El retorno del Emérito
«La Corona es mucho más que el comportamiento de un rey en particular, por mucho que este comportamiento debería ser siempre ejemplar»
Cuando el Rey emérito abdicó en junio de 2014, una ventana de oportunidades se abrió para la democracia española. Era el famoso aggiornamento, que daba continuidad a la modernización previa que había supuesto el reinado de Juan Carlos I en los años de la Transición. La Corona pilotó de forma natural entonces la europeización de un país que llevaba dos siglos preso de sus fantasmas y temeroso de mirar al exterior. Símbolo de la estabilidad de la nación, el Rey entendió a la perfección que la fórmula de la monarquía parlamentaria, tan sabiamente testada por las democracias europeas, permitía anudar el sentido histórico de un país incomprensible sin el vínculo que la Corona mantiene con la vocación de futuro, la paz y la prosperidad de la ciudadanía.
Los resultados de aquel pacto –la Constitución del 78– fueron inmediatos y me atrevo a decir que inmejorables. Hablo de un contexto y de una época, hablo de razonabilidad y no de abstracciones que solo se sostienen en el vacío. La política es el arte de lo posible que se escribe en nombre de lo imposible, es decir, de un ideal. Y resulta indisociable de la tensión entre la realidad y nuestros anhelos y ensoñaciones.
Nací poco antes de la Transición y mis recuerdos son los de un país que se modernizó en cuestión de décadas, rompiendo con los estereotipos recurrentes de la peor leyenda negra. Ya no había dos Españas, porque el paraguas del 78 las reunió bajo un relato –creíamos entonces que definitivo– de moderación. El rápido ingreso en el Mercado Común y en la Alianza Atlántica aceleró la internacionalización de una sociedad sedienta de cambios, pero sobre todo de progreso. Se construyeron hospitales y bibliotecas, universidades y una tupida red de escuelas públicas. Una dolorosa reconversión industrial –tan inevitable como, tal vez, excesiva– se superponía a la aparición de nuestras primeras multinacionales. Los éxitos deportivos hablaban del orgullo de un país que estaba de moda en buena parte del mundo; no en vano se consideraba un modelo a imitar por tantas otras naciones en camino hacia la democracia.
Todo ello sucedió bajo el reinado de Juan Carlos I, al que podemos calificar de rey modernizador en su inicio, a pesar de que ya entonces muchos de los vicios que terminaron por ennegrecer el relato de la Transición –y la propia biografía del monarca– proliferaban con excesiva impunidad. A posteriori la historia se lee como un continuum, pero rara vez somos del todo conscientes del agudo filo de nuestros actos cuando estos tienen lugar. Por supuesto, tampoco ahora nos damos cuenta del todo de las consecuencias que tendrán las decisiones y las narrativas de hoy, con su frívolo tono antisistema. Criticar sistemáticamente el 78, llamar «piolines» a las Fuerzas y Cuerpos de Seguridad del Estado o poner en solfa a la Casa Real de momento sale gratis. Pero solo de momento. Porque a fin de cuentas todo acaba teniendo un precio como ya deberíamos saber.

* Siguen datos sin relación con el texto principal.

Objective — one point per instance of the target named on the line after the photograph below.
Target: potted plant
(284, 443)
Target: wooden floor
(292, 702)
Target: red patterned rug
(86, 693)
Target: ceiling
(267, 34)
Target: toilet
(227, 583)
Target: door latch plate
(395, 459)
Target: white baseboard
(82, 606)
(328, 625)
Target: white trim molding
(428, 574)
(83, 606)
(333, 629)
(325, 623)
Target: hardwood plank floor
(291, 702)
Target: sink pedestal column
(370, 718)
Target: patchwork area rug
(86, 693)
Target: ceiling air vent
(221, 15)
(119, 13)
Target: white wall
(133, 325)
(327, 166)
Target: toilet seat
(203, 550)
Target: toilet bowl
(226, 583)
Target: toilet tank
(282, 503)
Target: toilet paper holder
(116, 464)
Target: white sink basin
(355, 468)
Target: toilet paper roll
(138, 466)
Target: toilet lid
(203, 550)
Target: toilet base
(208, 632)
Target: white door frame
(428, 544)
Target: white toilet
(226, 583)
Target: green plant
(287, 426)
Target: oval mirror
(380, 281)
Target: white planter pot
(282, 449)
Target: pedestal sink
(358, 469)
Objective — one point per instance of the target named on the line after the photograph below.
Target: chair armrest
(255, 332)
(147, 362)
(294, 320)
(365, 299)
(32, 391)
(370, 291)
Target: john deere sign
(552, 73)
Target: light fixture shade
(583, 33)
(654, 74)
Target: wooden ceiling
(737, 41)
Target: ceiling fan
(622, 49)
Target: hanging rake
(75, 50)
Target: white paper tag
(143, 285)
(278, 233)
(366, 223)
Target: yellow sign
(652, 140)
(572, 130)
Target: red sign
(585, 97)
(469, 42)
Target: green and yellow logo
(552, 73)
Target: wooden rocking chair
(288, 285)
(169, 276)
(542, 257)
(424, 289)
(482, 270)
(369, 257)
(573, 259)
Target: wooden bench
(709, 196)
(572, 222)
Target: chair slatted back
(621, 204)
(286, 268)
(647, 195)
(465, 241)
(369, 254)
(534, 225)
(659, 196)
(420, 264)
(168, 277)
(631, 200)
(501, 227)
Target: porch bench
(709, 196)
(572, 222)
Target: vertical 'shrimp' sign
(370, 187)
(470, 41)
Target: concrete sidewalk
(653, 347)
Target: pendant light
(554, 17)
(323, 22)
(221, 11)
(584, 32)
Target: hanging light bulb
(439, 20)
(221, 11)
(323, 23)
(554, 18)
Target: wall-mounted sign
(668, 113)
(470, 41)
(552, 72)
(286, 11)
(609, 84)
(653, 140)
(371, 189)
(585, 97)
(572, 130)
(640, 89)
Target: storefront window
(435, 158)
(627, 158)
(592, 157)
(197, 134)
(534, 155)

El Rey emérito ha retornado por un tiempo a España, de donde nunca debió salir a pesar de los graves errores que haya podido cometer. El juicio último a su reinado -y por último, entiendo «definitivo»- pertenece a los historiadores, los cuales tendrán que saber leer a través de la complejidad y los claroscuros de nuestro tiempo de un modo que a nosotros, por cercanía, nos está vedado percibir plenamente.

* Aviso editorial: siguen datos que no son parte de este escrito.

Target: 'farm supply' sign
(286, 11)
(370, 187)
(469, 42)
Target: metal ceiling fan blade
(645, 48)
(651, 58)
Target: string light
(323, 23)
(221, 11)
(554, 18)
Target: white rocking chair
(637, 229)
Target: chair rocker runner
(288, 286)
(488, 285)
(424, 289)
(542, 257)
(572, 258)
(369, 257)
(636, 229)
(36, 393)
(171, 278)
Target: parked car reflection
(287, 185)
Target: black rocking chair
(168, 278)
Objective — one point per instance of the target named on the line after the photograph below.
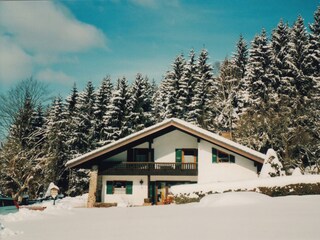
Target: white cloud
(49, 75)
(15, 64)
(48, 27)
(39, 34)
(145, 3)
(156, 3)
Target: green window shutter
(178, 155)
(214, 155)
(129, 187)
(109, 187)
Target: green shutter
(109, 187)
(214, 155)
(178, 155)
(129, 187)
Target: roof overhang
(168, 124)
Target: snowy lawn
(241, 215)
(248, 185)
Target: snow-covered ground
(248, 185)
(233, 215)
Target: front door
(161, 192)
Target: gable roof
(180, 125)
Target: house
(145, 164)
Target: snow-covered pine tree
(301, 133)
(299, 59)
(72, 123)
(159, 101)
(280, 43)
(103, 98)
(78, 178)
(314, 39)
(314, 52)
(259, 72)
(56, 145)
(140, 105)
(189, 76)
(203, 108)
(226, 93)
(253, 127)
(117, 112)
(240, 58)
(232, 93)
(37, 132)
(177, 89)
(85, 109)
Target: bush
(292, 189)
(183, 199)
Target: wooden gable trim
(218, 143)
(150, 134)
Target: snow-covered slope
(248, 184)
(224, 216)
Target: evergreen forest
(266, 95)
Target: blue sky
(63, 42)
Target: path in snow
(224, 216)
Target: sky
(65, 42)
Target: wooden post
(93, 186)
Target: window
(222, 157)
(187, 155)
(119, 187)
(140, 155)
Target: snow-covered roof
(179, 124)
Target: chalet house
(145, 164)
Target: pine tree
(140, 105)
(240, 58)
(103, 98)
(189, 76)
(21, 161)
(85, 108)
(117, 114)
(203, 108)
(314, 49)
(160, 101)
(299, 58)
(56, 145)
(259, 72)
(72, 123)
(177, 89)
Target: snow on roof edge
(221, 139)
(164, 122)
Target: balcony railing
(150, 168)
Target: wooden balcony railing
(149, 168)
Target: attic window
(119, 187)
(222, 157)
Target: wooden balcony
(149, 168)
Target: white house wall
(139, 191)
(242, 169)
(119, 157)
(165, 145)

Pero estaría bien que supiéramos defender lo que es nuestro; y la Casa Real es nuestra, por su continuidad a lo largo del tiempo, por su valor simbólico que se proyecta también hacia el futuro, por ser garante de nuestras libertades y de nuestra democracia, por ser una institución no plebiscitaria y por tanto estabilizadora en medio de las crisis de Estado y, finalmente, porque la monarquía parlamentaria no nos quita nada, sino que suma y sella. Dicho de otro modo, la Corona es mucho más que el comportamiento de un rey en particular, por mucho que este comportamiento debería ser siempre ejemplar y modélico. Esta es la experiencia de las Casas Reales europeas y también la de los españoles.